From a mere statistical perspective, you could even argue that nothing happened. And let's be honest does that vindicate vitamin D supplementation? I don't think so! If you want to make a change, get big and buffed or strong and sexy, get your lazy ass off the couch and out in the sun, work out regularly, prepare your own nutritious food and drop all useless supplements (see "Three Simple Rules of Smart Supplementation") ... but you know all that, already, right?
Image 2: Does "doing science" come down to presenting only those facts that are in line with the orig. research hypothesis, these days? (img.
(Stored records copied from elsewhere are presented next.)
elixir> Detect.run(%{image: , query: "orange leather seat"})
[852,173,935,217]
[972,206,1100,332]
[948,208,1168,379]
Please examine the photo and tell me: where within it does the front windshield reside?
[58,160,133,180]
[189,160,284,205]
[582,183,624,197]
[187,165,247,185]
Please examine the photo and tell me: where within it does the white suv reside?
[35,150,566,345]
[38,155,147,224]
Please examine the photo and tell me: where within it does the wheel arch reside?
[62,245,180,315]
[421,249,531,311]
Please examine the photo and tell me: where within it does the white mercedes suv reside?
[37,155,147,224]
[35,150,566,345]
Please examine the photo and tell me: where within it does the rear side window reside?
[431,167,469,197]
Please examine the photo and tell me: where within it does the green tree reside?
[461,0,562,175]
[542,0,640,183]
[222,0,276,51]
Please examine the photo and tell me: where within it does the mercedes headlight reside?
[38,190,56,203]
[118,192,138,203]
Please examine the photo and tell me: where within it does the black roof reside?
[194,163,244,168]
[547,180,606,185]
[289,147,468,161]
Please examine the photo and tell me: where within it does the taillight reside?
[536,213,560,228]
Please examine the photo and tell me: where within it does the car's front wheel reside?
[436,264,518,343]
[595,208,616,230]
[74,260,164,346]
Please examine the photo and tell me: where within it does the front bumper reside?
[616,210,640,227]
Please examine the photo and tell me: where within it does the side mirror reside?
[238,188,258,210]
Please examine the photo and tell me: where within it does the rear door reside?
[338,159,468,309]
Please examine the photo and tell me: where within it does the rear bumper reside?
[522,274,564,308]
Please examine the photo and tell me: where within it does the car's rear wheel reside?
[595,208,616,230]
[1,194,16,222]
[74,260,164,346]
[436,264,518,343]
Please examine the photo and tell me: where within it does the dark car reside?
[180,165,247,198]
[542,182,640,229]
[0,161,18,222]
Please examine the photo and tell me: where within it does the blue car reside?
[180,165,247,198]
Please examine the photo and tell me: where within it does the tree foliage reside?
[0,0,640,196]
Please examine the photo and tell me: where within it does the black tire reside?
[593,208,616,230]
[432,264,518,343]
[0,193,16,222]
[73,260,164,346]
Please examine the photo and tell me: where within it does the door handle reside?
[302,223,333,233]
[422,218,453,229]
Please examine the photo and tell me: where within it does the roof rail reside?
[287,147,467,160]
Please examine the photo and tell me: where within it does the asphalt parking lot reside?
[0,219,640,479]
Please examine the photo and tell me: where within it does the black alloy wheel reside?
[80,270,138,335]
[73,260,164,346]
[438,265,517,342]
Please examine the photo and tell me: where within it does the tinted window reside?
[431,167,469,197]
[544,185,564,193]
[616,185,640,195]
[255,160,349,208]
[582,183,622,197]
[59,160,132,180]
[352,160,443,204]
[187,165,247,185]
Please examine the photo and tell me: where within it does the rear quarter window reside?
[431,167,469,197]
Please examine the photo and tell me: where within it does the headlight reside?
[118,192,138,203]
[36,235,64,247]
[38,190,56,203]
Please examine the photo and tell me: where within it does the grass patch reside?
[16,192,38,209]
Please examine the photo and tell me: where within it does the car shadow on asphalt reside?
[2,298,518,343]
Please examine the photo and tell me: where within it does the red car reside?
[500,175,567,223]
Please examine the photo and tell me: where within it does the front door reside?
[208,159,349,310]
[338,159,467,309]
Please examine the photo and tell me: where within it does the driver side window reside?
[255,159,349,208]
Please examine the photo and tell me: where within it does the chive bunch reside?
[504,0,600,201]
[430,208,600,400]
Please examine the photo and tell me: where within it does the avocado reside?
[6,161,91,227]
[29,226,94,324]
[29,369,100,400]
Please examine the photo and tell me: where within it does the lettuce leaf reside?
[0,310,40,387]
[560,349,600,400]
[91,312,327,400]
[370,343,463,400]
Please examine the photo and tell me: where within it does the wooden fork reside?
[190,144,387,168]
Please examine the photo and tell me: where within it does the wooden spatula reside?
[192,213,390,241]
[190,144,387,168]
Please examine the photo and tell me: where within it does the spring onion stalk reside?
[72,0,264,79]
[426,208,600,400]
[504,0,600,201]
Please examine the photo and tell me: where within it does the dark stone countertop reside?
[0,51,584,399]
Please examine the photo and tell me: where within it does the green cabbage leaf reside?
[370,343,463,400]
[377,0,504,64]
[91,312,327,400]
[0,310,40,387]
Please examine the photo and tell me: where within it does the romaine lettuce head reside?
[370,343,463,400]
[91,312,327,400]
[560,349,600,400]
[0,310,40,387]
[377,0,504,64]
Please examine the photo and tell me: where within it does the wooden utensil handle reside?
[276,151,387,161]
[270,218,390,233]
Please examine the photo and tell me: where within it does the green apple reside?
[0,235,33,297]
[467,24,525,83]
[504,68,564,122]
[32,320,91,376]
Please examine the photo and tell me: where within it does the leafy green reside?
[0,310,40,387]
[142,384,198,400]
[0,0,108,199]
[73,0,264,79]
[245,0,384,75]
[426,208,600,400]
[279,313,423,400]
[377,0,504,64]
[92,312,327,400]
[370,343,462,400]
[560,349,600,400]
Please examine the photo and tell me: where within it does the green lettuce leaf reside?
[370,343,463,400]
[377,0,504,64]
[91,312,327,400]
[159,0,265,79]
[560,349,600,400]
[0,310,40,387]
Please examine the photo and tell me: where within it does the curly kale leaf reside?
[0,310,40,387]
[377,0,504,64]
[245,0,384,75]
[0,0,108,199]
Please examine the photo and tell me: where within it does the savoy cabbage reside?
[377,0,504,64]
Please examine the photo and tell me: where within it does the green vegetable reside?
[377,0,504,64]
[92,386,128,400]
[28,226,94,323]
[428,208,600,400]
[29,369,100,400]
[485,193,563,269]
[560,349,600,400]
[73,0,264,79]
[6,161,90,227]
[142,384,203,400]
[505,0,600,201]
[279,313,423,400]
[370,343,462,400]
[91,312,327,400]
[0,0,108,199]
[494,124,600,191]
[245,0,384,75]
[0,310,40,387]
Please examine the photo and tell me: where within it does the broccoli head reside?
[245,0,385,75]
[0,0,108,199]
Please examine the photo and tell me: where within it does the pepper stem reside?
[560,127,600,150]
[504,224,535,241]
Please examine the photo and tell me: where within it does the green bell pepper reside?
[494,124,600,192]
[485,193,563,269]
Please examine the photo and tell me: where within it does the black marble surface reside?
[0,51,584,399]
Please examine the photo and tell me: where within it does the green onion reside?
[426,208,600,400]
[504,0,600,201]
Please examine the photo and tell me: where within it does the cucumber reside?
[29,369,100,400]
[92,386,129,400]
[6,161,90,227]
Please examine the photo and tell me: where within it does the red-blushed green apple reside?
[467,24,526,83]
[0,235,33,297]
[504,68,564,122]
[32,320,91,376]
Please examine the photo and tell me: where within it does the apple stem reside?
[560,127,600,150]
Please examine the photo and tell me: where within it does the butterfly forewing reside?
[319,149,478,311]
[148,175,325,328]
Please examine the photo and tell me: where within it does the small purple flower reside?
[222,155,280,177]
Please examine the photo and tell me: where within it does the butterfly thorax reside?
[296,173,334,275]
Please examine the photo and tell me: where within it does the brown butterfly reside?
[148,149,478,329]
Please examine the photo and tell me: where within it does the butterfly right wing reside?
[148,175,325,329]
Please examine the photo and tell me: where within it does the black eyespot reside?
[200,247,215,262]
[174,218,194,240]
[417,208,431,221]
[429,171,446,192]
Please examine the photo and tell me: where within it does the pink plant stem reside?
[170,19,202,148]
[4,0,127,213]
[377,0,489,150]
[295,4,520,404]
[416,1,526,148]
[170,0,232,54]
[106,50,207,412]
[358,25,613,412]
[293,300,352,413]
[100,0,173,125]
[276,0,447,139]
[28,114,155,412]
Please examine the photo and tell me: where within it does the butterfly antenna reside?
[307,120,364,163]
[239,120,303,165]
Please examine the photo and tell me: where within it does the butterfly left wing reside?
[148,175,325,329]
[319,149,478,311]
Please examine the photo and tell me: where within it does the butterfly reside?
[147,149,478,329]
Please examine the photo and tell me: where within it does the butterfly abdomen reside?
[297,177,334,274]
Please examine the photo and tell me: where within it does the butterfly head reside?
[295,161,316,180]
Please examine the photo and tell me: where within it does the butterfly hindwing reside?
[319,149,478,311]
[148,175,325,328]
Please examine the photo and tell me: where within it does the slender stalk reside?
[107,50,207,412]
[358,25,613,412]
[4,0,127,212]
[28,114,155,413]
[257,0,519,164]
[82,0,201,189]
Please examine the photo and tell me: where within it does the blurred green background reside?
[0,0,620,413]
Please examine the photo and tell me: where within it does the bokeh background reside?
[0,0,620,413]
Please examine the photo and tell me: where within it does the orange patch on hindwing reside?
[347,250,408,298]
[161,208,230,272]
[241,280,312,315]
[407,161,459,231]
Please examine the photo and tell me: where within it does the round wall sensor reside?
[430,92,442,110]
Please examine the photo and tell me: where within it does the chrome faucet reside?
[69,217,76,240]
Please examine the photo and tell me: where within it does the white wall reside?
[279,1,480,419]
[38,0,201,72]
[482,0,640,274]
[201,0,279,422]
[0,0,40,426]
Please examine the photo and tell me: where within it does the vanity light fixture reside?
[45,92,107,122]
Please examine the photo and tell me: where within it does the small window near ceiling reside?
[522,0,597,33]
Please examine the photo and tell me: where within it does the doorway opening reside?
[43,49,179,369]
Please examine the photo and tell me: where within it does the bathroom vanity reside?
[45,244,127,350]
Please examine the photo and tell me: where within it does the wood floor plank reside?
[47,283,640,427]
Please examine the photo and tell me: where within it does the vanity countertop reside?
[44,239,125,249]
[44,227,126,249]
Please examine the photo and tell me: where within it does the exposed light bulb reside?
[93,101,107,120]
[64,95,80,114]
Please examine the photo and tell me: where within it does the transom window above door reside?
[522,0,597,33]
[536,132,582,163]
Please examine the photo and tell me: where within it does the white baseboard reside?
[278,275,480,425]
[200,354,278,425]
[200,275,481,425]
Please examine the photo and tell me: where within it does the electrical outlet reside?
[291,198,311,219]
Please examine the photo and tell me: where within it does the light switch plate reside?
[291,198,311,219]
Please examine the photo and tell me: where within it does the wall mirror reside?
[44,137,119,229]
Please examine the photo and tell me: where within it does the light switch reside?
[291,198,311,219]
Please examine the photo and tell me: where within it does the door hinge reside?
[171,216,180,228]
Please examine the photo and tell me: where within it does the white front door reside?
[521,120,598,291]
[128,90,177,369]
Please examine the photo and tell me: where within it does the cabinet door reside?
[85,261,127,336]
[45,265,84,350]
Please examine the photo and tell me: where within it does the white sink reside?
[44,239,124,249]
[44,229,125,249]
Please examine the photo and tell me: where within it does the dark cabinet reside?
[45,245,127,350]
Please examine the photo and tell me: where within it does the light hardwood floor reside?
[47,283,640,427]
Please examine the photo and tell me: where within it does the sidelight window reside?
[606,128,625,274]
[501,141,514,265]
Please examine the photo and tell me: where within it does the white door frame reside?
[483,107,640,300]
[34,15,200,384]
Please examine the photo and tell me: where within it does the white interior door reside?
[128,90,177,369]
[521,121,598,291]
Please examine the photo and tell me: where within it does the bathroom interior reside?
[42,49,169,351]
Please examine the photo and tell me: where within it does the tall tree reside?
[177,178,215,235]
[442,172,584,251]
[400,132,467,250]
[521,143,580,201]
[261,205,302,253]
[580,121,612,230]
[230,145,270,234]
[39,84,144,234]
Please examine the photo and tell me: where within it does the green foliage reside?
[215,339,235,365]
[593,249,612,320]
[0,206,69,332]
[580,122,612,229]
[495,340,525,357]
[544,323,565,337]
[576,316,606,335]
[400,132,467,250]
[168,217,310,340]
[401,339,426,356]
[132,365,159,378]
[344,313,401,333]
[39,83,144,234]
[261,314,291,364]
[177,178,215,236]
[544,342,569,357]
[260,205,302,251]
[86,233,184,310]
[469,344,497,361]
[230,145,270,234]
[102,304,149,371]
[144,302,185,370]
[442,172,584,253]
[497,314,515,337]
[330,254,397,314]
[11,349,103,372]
Some more general remarks: Now, I could hardly care less that this is yet another study showing that vitamin D3 is a supplemental non-starter., but there is one thing that really drives me up the walls and this is the fact that you as an intelligent and critical SuppVersity reader who is determined and willing to question what he reads on the Internet, but in 99% of the cases won't have access to full-texts of papers like this, are being mislead by abstracts, which are written for the sole purpose to tailor to the original research hypothesis
"[...] that vitamin D supplementation during resistance training would result in greater gains in muscle mass and function as well as improved glucose tolerance compared to exercise training alone." (Carillo. 2012)
and that irrespective of the fact that the actual data disproves this hypothesis!

  • Carillo AE, Flynn MG, Pinkston, C, Markofki MM, Jian Y, Donkin SS, Teegarden D. Impact of vitamin D supplementation during a resistance training intervention on body composition, muscle function, and glucose tolerance in overweight and obese adults. Clinical nutrition (Edinburgh, Scotland) 3 September 2012.
  • Chan AW, Hróbjartsson A, Haahr MT, Gøtzsche PC, Altman DG. Empirical evidence for selective reporting of outcomes in randomized trials: comparison of protocols to published articles. JAMA. 2004 May 26;291(20):2457-65
  • Rantanen T, Masaki K, He Q, Ross GW, Willcox BJ, White L. Midlife muscle strength and human longevity up to age 100 years: a 44-year prospective study among a decedent cohort. Age (Dordr). 2012 Jun;34(3):563-70. Epub 2011 May 4.